Maritime Activity Reports, Inc.

January 11, 2005

Looking, ahead to 2005, leading shipping accountant and consultant Moore Stephens says freight rates will stay up but the dollars shipping earns will buy less.

Writing in Moore Stephens' shipping newsletter, The Bottom Line, Chris Chasty, head of the shipping group, says, "Shipping has had a good year in 2004. Strong demand and a shortage of tonnage across the board has helped everyone to see better returns. Combine that with a rare year free of any high-profile oil spill or a high-profile company crash, and it is easy to enter 2005 with a sense of hope. Even shipping accountants are smiling, when no-one is looking."

But shipping is never plain sailing. To help the industry navigate through the year, Chasty makes some predictions:

"First, freight rates. Of course these will stay strong in most sectors. The US dollar still dominates, even though its global buying power has been falling, and is likely to fall further in the early part of this year. There are those who argue that the process is now beginning by which, in ten years' time, the euro, or the yuan, will have replaced the US dollar as the world's reserve currency. There is an element of risk in that prediction, whether your wager be in dollars, euros or anything else."

Chasty goes on to advise the shipping industry to forget shipping as an investment for now. "Instead, consider spending your positive cashflow on infrastructure. Ports, tank farms, railways, roads, all the areas that shipping feeds into each end. This is where the congestion is, where the demand for investment is, and where you can still get a significant return," he says.

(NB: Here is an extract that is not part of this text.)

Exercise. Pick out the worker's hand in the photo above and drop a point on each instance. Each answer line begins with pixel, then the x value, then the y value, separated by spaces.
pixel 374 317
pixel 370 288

And Chasty advises watching the stock markets carefully. "There will certainly be a high-profile failure of a listed shipping company, or a crash in shipping shares, sometime this year. There doesn't have to be a reason. Stock markets aren't rational," he says.

Like the weather forecasts mariners rely on, Moore Stephens' predictions aren't meant to be taken too literally. But come the end of 2005, they'll give us an idea of where we have come from, which will help us plan for the next period.